"Sorduk mu birbirimize nasılsınız dedik mi bugün?"
Sıradan bir günün sabahında çalan telefon yaşamınızı değiştirebilir mi? Hiç tanımadığınız yüzünü görmediğiniz adını bile bilmediğiniz biri kendi hikâyesiyle varlığınıza ayna tutan bir sese hesapsızca içinizi dökebileceğiniz bir dosta dönüşebilir mi?
Hattın iki ucu arasında salınıp duran sözcüklerin toplamı gerçek bir hikâye eder mi? Bir "alo" kadar mümkün başka bir dünya kadar uzak... Orada biri var mı?
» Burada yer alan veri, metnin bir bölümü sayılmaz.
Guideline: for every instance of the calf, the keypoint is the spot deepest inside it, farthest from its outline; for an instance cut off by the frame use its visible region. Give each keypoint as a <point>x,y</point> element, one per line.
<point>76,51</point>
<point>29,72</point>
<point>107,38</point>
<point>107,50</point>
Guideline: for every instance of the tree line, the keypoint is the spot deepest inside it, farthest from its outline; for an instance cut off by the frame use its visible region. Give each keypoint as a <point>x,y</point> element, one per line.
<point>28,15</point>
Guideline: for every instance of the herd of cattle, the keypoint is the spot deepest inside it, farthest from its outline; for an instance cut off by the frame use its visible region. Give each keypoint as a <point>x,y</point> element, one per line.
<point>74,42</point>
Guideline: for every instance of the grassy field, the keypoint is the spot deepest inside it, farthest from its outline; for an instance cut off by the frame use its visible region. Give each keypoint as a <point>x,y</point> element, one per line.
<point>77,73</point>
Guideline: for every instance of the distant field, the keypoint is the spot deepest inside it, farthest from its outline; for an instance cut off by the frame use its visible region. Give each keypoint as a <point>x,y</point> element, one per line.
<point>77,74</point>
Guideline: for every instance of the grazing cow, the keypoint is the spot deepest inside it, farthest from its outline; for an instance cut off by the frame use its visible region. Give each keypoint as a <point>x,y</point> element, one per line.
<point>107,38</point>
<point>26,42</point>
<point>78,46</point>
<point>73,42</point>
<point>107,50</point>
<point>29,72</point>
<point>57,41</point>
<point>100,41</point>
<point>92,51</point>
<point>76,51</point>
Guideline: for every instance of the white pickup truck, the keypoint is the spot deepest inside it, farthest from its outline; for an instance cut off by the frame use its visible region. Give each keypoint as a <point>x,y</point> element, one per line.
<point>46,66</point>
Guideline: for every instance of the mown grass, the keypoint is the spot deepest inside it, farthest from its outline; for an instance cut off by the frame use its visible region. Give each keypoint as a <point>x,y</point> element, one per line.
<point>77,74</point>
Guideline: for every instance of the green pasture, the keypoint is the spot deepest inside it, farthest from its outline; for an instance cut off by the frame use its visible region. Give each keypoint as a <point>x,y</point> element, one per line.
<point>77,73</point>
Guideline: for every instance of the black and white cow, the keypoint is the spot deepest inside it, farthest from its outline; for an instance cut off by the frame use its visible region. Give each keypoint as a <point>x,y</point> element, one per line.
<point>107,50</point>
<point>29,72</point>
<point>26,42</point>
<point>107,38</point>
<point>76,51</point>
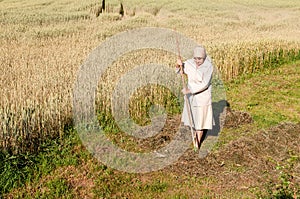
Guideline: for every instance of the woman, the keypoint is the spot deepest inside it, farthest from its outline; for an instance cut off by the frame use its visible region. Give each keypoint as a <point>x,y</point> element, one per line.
<point>199,72</point>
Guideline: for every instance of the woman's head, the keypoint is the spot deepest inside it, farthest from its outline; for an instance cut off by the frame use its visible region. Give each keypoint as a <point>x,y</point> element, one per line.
<point>199,55</point>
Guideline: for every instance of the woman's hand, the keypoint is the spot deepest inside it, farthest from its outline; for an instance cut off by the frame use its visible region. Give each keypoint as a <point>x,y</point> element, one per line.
<point>185,91</point>
<point>179,62</point>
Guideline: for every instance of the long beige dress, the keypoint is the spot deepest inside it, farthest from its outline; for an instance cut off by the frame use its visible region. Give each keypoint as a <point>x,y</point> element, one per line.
<point>199,83</point>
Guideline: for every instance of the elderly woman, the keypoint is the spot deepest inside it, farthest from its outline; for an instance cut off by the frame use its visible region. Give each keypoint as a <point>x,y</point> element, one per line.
<point>198,91</point>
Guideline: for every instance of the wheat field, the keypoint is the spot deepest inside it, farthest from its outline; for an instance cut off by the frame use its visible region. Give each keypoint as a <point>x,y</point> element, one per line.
<point>44,43</point>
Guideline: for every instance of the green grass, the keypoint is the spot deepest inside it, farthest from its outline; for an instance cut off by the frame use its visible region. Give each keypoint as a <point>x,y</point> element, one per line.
<point>270,96</point>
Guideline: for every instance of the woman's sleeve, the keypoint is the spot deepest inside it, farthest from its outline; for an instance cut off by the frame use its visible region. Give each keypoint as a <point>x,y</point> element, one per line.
<point>203,80</point>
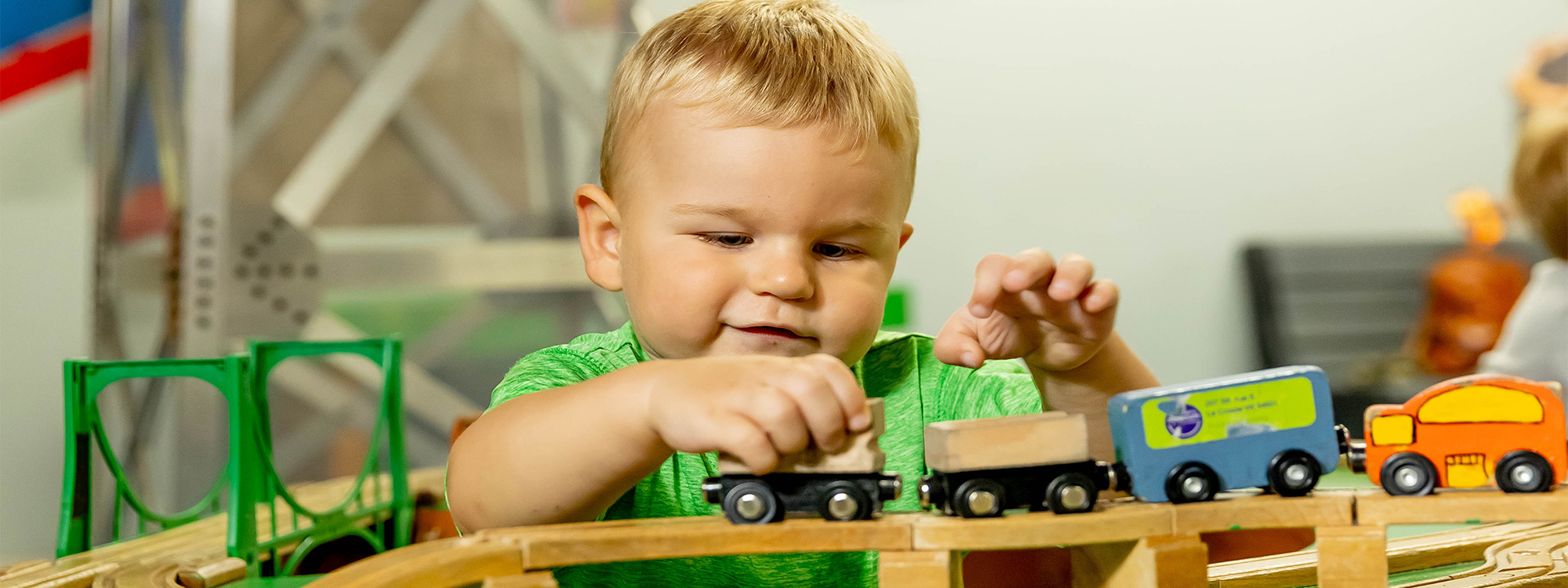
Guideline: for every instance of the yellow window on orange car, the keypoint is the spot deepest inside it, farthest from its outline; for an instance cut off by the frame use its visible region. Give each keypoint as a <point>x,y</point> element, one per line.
<point>1393,430</point>
<point>1483,405</point>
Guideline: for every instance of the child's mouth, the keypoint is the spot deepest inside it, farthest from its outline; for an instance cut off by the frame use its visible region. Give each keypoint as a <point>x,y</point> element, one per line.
<point>775,332</point>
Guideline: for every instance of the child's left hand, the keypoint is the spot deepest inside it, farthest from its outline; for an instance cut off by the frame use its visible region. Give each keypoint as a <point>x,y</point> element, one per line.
<point>1050,313</point>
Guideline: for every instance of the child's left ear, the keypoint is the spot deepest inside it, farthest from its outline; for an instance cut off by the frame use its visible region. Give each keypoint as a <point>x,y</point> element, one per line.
<point>600,236</point>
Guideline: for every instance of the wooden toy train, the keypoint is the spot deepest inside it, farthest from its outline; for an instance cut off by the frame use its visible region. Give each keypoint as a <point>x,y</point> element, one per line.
<point>1186,443</point>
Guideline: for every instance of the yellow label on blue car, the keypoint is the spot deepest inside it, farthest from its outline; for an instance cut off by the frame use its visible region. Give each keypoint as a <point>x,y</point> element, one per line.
<point>1229,413</point>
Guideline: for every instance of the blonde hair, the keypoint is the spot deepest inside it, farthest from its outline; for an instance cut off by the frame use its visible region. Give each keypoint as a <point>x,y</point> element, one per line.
<point>766,64</point>
<point>1541,176</point>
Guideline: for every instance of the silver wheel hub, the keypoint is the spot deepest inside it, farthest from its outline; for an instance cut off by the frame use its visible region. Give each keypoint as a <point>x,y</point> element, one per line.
<point>1523,476</point>
<point>750,507</point>
<point>982,503</point>
<point>1075,498</point>
<point>843,506</point>
<point>1194,487</point>
<point>1296,474</point>
<point>1407,477</point>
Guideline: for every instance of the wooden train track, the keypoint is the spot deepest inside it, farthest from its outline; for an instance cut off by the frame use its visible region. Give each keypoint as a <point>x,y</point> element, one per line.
<point>189,556</point>
<point>1125,543</point>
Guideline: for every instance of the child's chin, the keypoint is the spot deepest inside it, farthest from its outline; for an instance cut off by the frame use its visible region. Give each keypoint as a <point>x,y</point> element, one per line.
<point>768,346</point>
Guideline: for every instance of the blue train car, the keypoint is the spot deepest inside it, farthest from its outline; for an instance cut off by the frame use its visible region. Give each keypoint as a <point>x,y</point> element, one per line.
<point>1186,443</point>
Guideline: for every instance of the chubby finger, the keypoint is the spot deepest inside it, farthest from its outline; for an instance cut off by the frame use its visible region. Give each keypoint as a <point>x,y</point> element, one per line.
<point>742,440</point>
<point>989,285</point>
<point>957,343</point>
<point>1029,269</point>
<point>779,416</point>
<point>1100,297</point>
<point>848,393</point>
<point>1073,275</point>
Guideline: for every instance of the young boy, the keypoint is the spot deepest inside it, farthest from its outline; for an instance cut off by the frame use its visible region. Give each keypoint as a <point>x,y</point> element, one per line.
<point>758,167</point>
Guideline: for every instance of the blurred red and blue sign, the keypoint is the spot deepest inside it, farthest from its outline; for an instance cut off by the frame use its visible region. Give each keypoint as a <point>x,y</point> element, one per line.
<point>42,42</point>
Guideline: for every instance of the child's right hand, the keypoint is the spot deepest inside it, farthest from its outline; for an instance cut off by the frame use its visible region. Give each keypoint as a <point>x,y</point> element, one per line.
<point>755,408</point>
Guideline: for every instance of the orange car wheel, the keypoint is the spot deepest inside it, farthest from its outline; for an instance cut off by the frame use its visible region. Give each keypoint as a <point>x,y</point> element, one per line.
<point>1525,473</point>
<point>1409,474</point>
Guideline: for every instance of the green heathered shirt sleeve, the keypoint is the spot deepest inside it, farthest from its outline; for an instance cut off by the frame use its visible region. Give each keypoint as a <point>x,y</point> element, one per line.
<point>901,369</point>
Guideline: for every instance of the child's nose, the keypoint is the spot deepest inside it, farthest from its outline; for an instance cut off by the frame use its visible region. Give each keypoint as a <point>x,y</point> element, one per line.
<point>783,275</point>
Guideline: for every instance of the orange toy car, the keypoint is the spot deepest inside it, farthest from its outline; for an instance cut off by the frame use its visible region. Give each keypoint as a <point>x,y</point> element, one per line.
<point>1470,432</point>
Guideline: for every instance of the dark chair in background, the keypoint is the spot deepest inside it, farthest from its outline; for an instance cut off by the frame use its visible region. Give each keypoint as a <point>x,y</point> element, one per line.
<point>1349,310</point>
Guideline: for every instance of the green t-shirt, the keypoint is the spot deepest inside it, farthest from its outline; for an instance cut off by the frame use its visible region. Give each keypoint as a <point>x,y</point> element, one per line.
<point>901,369</point>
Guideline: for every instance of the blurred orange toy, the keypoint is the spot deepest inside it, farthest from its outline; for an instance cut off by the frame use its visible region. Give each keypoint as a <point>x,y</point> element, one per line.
<point>1468,292</point>
<point>1470,432</point>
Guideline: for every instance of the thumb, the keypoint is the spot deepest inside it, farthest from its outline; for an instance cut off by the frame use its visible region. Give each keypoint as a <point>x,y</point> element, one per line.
<point>959,344</point>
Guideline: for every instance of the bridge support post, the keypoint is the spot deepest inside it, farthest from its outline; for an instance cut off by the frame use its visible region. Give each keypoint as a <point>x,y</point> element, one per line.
<point>920,570</point>
<point>1153,562</point>
<point>1352,557</point>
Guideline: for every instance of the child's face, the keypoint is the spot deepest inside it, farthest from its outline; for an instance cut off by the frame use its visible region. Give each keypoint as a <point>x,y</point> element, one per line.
<point>738,241</point>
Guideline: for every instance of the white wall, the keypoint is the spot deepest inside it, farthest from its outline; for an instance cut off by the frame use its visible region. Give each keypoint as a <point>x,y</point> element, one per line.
<point>1156,137</point>
<point>45,266</point>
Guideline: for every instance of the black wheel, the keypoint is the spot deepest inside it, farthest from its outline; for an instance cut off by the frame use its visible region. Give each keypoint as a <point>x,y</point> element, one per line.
<point>1409,474</point>
<point>1525,473</point>
<point>752,503</point>
<point>844,501</point>
<point>979,498</point>
<point>1294,473</point>
<point>1192,482</point>
<point>1072,493</point>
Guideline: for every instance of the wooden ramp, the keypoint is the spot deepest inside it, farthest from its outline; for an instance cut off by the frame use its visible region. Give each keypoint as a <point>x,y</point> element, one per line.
<point>187,556</point>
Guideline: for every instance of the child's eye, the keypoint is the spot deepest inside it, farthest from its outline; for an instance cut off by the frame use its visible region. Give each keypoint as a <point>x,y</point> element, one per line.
<point>837,252</point>
<point>725,239</point>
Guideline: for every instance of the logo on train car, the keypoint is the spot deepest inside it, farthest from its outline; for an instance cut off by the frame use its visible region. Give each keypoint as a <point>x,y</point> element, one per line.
<point>1229,413</point>
<point>1183,423</point>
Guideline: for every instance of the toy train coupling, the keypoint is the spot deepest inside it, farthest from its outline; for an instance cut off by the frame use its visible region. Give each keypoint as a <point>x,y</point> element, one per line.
<point>1117,477</point>
<point>1356,451</point>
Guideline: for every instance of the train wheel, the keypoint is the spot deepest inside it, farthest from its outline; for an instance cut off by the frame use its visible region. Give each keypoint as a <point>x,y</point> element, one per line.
<point>1192,482</point>
<point>979,498</point>
<point>844,501</point>
<point>752,503</point>
<point>1525,473</point>
<point>1294,473</point>
<point>1409,474</point>
<point>1072,493</point>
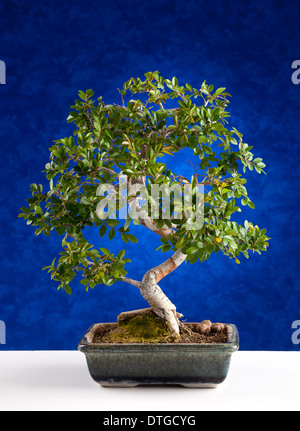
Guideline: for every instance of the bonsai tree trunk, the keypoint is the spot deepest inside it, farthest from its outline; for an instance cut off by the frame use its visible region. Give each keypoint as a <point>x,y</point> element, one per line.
<point>152,293</point>
<point>150,290</point>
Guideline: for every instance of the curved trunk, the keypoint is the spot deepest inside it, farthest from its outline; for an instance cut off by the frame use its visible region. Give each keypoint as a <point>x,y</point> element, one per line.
<point>149,288</point>
<point>152,293</point>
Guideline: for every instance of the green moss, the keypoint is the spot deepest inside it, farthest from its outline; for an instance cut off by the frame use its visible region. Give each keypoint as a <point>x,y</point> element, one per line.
<point>146,328</point>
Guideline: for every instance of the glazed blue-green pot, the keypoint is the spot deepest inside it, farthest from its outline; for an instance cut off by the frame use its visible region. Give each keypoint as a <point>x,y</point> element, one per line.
<point>190,365</point>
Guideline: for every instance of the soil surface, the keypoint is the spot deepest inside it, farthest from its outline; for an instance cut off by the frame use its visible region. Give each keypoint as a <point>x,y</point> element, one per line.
<point>152,329</point>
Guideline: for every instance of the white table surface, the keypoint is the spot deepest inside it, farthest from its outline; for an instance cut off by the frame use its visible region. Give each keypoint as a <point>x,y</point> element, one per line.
<point>60,381</point>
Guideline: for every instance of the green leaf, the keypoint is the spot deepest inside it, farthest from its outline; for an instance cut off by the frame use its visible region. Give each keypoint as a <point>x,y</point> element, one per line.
<point>112,222</point>
<point>121,254</point>
<point>103,230</point>
<point>111,233</point>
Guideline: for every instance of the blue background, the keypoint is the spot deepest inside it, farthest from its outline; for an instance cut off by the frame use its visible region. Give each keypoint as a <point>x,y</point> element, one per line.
<point>51,50</point>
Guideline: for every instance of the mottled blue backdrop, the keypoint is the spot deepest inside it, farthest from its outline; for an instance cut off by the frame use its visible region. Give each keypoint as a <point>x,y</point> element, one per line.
<point>51,50</point>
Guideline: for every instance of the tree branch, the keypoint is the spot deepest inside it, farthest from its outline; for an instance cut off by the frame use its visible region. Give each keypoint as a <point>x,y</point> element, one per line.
<point>166,267</point>
<point>133,282</point>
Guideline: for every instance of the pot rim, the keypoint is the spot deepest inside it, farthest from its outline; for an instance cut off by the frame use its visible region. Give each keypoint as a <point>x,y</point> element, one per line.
<point>86,344</point>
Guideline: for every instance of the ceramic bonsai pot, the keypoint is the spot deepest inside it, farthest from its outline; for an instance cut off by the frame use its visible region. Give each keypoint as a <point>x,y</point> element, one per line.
<point>190,365</point>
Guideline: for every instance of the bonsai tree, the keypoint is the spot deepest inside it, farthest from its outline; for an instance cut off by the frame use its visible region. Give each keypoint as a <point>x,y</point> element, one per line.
<point>127,144</point>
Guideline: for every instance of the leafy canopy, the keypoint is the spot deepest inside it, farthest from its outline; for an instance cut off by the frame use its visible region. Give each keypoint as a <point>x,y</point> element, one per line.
<point>155,117</point>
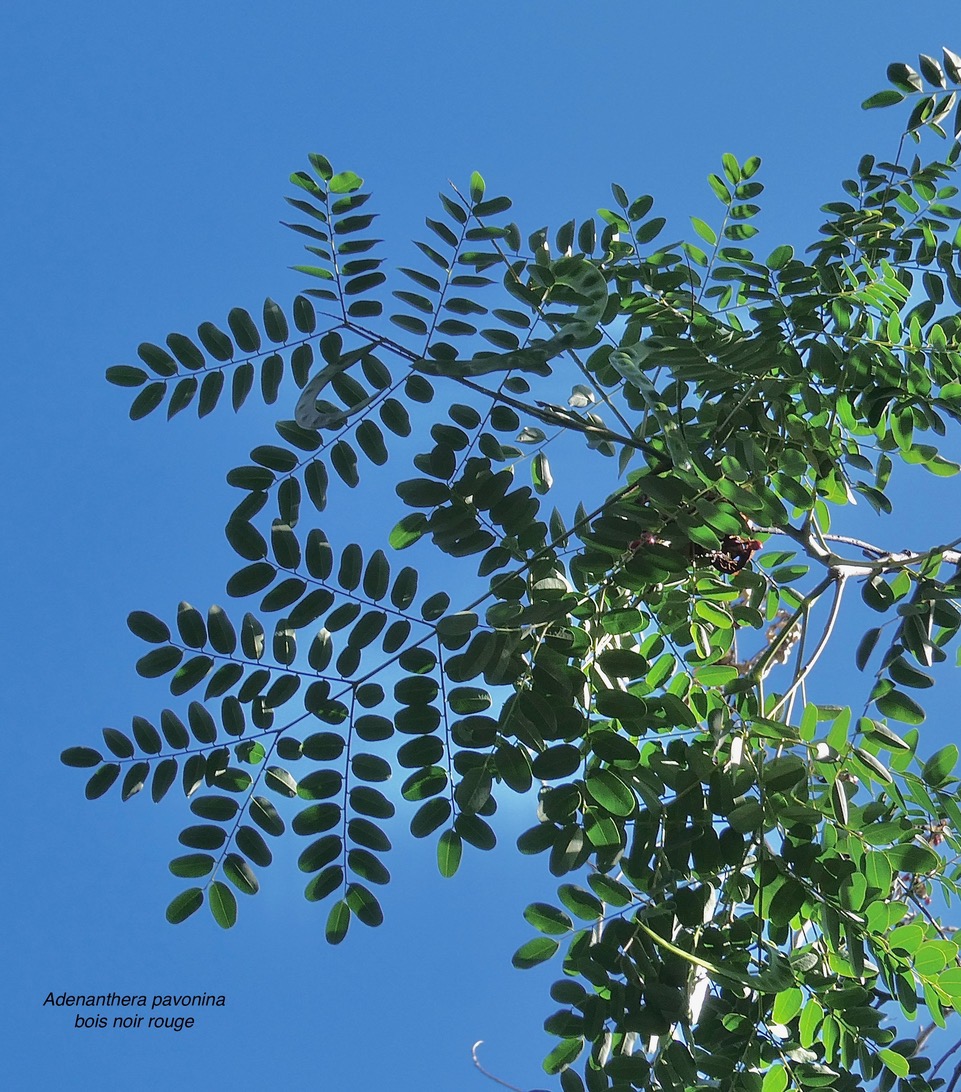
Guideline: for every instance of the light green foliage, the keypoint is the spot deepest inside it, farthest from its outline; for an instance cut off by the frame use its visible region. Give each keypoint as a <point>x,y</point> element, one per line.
<point>746,874</point>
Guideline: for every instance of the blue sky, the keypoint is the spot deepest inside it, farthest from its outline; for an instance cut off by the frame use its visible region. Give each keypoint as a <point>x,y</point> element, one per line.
<point>146,152</point>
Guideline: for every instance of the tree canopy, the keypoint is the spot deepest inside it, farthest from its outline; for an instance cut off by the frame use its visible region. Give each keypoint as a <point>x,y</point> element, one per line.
<point>750,878</point>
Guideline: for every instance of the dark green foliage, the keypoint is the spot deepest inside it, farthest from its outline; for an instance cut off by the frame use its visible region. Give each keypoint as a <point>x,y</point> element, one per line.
<point>745,874</point>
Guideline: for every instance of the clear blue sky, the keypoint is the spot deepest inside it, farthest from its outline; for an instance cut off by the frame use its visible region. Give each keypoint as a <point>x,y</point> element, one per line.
<point>145,155</point>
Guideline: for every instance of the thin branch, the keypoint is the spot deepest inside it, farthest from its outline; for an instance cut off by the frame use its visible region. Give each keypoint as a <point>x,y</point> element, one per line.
<point>486,1073</point>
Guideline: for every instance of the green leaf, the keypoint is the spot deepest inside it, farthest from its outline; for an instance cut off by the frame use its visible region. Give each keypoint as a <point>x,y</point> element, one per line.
<point>274,321</point>
<point>245,332</point>
<point>610,792</point>
<point>149,399</point>
<point>581,903</point>
<point>940,767</point>
<point>533,952</point>
<point>186,903</point>
<point>81,757</point>
<point>337,921</point>
<point>547,918</point>
<point>897,1063</point>
<point>364,903</point>
<point>240,874</point>
<point>899,707</point>
<point>882,98</point>
<point>252,845</point>
<point>449,851</point>
<point>192,866</point>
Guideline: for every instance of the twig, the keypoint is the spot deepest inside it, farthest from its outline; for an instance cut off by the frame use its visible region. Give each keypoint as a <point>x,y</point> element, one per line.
<point>490,1076</point>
Farklı türlerdeki eserleriyle Türk edebiyatının 1950 kuşağının önemli kalemlerinden biri olan Tarık Dursun K. birbirine ses veren iki yalnızın diyaloğu üzerinden insanın ve insan ilişkilerinin mümkünlerine bakıyor: Aşk aile kimlik ve varoluşa dair zorlu sorularla şekillenen bu sıradışı temas bugünün bir "tık"lık yalnızlığına da ışık tutuyor.
"Düşündüm de... Sizi tanımayı çok isterdim. Yakından bakmayı ve... Bu belki'leriniz var ya onları söylerken yüzünüzün ne biçim aldığını görmeyi de. Nasıl bir kişisiniz?"
"Sıradan... Hiçbir özelliği olmayan..."
"Konuştuklarınızdan o çıkmıyor ama..."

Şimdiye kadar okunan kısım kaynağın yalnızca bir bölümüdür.